Можно предположить, что Электра была первой ролью (или первой ролью, о которой мы знаем), на которую Айзольдт ответила не только и не столько на рациональном уровне, но прежде всего на уровне ее телесного опыта или, лучше сказать, опыта, который не отделял «землю» от «духа» и/или «интеллекта».

Поэтому было бы невероятно интересно проследить, как создавалась эта роль и как были высвобождены телесные импульсы.

Электра Айзольдт: разрыв с прошлым?

Однако тут – как во многих других случаях – мы сталкиваемся с отсутствием документации. Ничего, кроме письма, упоминавшегося выше, и еще одного, которое было отослано в то же самое время Герману Бару, не удалось идентифицировать в качестве документов, которые исходили бы от самой актрисы и датировались бы числом до премьеры – то есть периодом работы над ролью.

И как вообще мог бы быть документирован процесс высвобождения телесных импульсов?

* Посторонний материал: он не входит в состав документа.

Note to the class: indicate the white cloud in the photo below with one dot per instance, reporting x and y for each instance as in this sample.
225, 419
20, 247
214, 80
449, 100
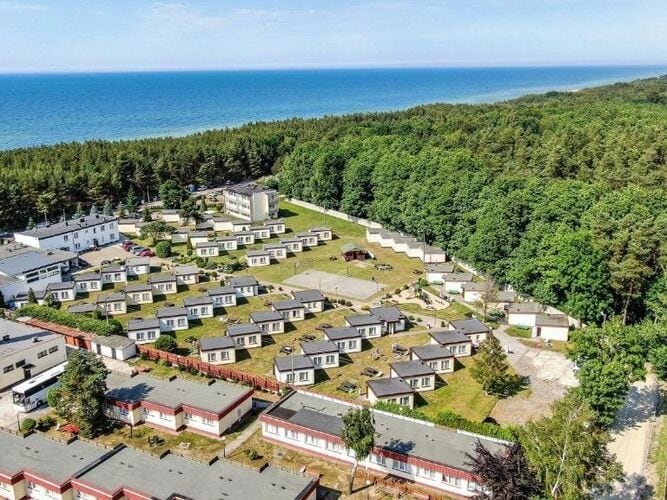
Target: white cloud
20, 6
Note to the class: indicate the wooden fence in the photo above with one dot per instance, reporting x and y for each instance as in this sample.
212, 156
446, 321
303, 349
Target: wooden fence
222, 372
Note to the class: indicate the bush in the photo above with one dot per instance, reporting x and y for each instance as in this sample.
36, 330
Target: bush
45, 423
163, 249
85, 323
28, 424
166, 343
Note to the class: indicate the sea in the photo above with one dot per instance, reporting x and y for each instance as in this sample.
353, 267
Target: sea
38, 109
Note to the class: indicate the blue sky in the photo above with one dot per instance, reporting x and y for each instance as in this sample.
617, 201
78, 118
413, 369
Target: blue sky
116, 35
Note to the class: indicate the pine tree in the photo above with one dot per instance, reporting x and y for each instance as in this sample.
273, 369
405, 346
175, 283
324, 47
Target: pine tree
491, 368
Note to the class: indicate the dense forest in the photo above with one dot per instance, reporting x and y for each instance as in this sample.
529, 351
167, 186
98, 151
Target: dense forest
562, 194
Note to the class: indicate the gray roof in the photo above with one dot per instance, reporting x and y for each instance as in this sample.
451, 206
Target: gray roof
171, 312
184, 270
525, 308
91, 276
284, 305
138, 261
257, 253
214, 398
213, 343
103, 298
138, 287
47, 458
446, 337
113, 268
388, 387
82, 308
235, 281
65, 285
308, 295
432, 351
457, 277
247, 189
443, 267
393, 433
319, 347
295, 361
243, 329
413, 368
16, 259
262, 316
114, 341
342, 333
68, 226
390, 314
20, 337
470, 326
207, 244
552, 320
362, 320
198, 300
161, 278
221, 290
142, 324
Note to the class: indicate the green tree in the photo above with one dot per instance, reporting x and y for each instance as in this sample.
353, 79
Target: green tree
505, 474
166, 343
568, 452
81, 393
358, 435
171, 194
491, 369
156, 230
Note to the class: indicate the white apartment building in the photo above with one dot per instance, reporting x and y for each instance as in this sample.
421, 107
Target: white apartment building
73, 235
251, 202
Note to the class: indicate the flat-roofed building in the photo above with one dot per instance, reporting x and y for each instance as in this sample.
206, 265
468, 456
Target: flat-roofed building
217, 350
270, 322
347, 339
404, 448
143, 331
312, 300
26, 351
294, 370
72, 235
245, 335
177, 404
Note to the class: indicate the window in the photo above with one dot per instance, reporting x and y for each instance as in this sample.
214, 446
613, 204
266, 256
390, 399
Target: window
427, 473
399, 465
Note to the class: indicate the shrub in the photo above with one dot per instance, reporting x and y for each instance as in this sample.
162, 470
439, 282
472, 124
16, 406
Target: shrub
28, 424
163, 249
166, 343
85, 323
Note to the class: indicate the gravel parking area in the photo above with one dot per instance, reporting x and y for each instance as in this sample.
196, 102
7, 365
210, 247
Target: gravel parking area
335, 284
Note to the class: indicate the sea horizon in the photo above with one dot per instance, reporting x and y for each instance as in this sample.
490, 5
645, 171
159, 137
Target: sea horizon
48, 108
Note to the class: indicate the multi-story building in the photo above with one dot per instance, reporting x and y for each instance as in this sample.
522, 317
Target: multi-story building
408, 449
26, 351
72, 235
251, 202
23, 267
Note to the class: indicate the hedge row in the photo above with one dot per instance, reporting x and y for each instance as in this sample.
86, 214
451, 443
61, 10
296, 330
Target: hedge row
450, 419
82, 322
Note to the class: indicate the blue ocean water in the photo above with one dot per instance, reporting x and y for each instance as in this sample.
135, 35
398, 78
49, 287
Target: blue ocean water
45, 109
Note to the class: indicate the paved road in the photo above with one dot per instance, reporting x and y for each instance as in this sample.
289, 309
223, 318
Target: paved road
631, 434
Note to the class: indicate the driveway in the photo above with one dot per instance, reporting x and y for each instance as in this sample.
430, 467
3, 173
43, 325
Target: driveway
549, 374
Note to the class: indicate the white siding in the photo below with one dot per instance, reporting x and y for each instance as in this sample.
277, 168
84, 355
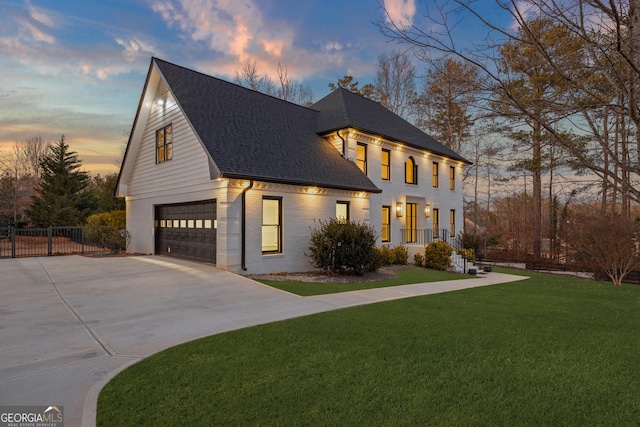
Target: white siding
299, 211
396, 190
184, 178
189, 165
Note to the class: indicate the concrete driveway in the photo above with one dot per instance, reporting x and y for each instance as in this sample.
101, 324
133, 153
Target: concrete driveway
68, 324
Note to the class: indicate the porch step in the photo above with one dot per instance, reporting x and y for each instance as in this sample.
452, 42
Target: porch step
459, 265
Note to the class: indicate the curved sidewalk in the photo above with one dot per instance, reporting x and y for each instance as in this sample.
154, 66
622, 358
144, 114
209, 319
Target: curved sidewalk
69, 324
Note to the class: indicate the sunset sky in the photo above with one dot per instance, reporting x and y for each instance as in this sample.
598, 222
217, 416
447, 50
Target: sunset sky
77, 67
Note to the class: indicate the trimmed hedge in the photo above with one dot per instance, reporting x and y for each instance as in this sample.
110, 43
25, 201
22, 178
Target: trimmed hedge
343, 247
437, 255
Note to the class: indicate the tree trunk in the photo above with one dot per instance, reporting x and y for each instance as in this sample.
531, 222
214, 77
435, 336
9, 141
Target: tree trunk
537, 191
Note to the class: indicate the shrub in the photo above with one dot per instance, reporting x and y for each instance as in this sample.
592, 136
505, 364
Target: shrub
385, 255
108, 230
400, 255
437, 255
418, 260
343, 247
469, 254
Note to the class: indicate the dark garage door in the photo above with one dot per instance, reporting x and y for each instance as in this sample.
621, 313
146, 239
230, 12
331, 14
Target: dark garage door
187, 230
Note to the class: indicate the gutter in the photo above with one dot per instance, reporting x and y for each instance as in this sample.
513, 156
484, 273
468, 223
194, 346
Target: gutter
243, 225
344, 144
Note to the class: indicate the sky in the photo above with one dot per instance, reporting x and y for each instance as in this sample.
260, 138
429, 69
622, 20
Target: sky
77, 68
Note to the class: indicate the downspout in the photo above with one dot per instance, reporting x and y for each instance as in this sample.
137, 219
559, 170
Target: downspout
244, 227
344, 144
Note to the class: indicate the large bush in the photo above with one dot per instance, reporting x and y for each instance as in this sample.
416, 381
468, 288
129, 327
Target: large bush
437, 255
400, 255
469, 254
385, 255
108, 230
343, 247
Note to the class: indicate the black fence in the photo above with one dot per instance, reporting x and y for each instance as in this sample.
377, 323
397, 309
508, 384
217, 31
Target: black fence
51, 241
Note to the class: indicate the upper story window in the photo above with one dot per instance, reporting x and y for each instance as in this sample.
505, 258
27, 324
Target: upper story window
452, 178
361, 157
342, 211
411, 171
452, 222
435, 180
386, 223
164, 144
386, 164
271, 225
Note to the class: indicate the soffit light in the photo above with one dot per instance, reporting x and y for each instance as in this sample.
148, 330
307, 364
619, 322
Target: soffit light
399, 209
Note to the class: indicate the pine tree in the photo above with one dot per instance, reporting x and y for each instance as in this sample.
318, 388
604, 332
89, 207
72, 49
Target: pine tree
63, 198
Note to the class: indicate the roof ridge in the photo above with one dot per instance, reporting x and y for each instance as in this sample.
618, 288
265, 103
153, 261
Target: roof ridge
154, 58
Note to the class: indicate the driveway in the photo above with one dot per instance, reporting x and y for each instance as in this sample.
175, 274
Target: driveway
68, 324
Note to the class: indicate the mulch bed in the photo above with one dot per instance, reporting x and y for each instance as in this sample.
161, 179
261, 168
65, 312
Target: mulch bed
386, 272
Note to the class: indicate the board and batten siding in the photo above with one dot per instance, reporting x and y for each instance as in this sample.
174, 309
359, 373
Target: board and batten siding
184, 178
189, 165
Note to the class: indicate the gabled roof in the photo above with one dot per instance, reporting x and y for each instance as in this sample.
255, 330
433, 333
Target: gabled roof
342, 109
250, 135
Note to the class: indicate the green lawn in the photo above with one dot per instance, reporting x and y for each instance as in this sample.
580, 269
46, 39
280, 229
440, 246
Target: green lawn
548, 351
405, 277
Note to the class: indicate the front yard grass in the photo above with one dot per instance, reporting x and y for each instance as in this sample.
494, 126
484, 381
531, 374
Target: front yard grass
548, 351
405, 277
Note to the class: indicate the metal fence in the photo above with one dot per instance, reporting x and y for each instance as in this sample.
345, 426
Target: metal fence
51, 241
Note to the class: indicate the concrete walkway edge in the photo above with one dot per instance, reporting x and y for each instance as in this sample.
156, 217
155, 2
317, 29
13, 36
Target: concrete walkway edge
335, 301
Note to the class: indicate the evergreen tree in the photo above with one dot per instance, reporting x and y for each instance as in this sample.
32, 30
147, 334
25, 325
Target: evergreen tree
63, 197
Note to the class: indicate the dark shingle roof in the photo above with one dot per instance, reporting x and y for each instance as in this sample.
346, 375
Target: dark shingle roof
255, 136
342, 108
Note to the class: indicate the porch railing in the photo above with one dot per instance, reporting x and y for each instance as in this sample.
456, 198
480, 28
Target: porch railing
424, 237
50, 241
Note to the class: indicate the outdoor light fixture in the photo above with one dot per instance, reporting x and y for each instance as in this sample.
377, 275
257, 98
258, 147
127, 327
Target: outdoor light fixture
313, 190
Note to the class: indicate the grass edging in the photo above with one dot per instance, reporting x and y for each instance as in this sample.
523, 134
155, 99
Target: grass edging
551, 350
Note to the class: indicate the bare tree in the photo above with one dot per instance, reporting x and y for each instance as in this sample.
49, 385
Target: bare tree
292, 91
604, 61
20, 169
249, 76
445, 104
395, 82
285, 88
611, 246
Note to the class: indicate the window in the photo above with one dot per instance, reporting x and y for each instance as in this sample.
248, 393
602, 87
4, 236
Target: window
436, 221
386, 164
452, 178
342, 211
271, 225
361, 157
411, 171
386, 223
435, 179
412, 222
164, 144
452, 222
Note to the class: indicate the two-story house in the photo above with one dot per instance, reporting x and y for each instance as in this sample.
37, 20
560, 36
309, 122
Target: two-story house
220, 173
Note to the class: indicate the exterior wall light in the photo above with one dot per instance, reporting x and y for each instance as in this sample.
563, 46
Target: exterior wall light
399, 209
313, 190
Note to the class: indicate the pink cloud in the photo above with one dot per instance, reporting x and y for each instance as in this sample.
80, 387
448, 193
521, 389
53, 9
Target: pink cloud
400, 12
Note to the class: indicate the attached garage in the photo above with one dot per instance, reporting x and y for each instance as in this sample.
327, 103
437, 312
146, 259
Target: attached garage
187, 230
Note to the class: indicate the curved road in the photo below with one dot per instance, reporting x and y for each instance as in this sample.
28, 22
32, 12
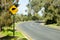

Когда смотришь на фотографии Айзольдт, ощущаешь огромную дистанцию между Электрой и предыдущими созданиями актрисы (в то время как почти никакого разрыва не существует между ее портретами в ранних ролях и в костюмах Лулу и Саломеи). «Электра» – это первый спектакль, в котором волосы Айзольдт распущены, даже взлохмачены, в то время как очертания ее тела, порой в рискованных позах, легко угадываются под оборванной туникой, в которую она одета (на одной Электра сидит, раздвинув ноги и упершись кулаком между ними; на других на четвереньках или как бы сползая со ступенек подиума, изогнувшись и словно приготовившись к прыжку).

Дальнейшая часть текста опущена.